Mariano Machado, da consultoria Verisk Maplecroft, disse à Reuters que essa aliança “pode ser um veículo viável, mas frágil, para a reforma”, dependendo da capacidade de Milei de administrar rivalidades internas e negociações regionais. O deputado libertário Santiago Pauli, por sua vez, reforçou que qualquer acordo deve respeitar o superávit orçamentário “duramente conquistado pela Argentina”, o primeiro em mais de uma década.
Outros planos
Milei sinalizou disposição maior ao diálogo em seu discurso de vitória, mas aliados e opositores mantêm ceticismo.
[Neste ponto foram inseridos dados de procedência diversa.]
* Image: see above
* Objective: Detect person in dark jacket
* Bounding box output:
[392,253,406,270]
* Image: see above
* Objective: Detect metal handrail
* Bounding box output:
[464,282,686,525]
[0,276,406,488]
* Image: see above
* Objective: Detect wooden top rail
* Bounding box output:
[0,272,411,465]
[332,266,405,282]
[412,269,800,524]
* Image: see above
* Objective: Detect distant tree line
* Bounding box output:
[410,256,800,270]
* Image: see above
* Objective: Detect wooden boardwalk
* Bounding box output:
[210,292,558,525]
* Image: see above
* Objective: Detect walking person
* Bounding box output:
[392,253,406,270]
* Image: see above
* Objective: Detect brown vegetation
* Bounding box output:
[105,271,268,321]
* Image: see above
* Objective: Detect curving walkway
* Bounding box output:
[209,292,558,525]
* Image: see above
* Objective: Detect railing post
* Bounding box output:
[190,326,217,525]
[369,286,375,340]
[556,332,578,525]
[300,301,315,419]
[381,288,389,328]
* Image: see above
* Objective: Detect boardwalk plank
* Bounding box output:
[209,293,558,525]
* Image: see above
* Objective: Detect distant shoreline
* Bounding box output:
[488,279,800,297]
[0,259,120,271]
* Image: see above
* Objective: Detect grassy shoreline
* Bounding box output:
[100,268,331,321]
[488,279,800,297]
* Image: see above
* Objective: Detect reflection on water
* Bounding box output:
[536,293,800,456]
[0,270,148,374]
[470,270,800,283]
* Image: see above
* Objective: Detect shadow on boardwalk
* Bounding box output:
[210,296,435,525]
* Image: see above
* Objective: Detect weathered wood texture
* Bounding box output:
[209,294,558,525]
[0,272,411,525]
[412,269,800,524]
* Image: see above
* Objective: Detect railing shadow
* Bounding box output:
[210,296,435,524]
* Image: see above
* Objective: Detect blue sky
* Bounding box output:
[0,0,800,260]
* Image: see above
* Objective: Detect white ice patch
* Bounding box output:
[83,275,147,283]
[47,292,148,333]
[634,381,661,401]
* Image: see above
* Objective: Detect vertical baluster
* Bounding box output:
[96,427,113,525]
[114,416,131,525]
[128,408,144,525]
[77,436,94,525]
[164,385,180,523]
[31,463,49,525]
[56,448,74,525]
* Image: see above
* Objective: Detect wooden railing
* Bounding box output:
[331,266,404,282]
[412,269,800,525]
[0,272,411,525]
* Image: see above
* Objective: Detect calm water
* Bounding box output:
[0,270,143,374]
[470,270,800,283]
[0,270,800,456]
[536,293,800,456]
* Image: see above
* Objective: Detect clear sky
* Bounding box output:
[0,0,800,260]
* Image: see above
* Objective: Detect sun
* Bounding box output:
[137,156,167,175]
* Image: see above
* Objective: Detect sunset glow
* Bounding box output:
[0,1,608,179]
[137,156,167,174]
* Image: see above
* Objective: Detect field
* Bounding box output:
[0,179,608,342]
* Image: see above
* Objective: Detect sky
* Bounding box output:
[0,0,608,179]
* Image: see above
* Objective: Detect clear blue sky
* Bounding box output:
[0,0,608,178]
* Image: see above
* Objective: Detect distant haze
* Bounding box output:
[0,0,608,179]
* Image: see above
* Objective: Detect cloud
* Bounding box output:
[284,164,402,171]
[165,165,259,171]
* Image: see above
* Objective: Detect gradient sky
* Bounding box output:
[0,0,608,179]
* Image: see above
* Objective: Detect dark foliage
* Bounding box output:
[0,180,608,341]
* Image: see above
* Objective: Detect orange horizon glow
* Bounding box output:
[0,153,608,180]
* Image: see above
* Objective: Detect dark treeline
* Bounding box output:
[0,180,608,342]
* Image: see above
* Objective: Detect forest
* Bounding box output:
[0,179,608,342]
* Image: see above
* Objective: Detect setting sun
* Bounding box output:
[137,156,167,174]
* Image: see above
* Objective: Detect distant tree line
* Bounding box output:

O ex-deputado Francisco Sánchez, que integrou brevemente o governo, afirmou que é “improvável que ele ceda em questões fundamentais, como austeridade fiscal, reforma do Estado e desregulamentação econômica”.
A partir de dezembro, o presidente também deve anunciar uma reforma ministerial para facilitar as negociações no Legislativo. No campo econômico, pretende simplificar o sistema tributário e reduzir impostos, além de revisar as leis trabalhistas para dar mais flexibilidade nas contratações e demissões.
Segundo a Reuters, analistas avaliam que a reforma tributária pode ter apoio mais amplo, enquanto as mudanças trabalhistas devem enfrentar maior resistência popular e sindical.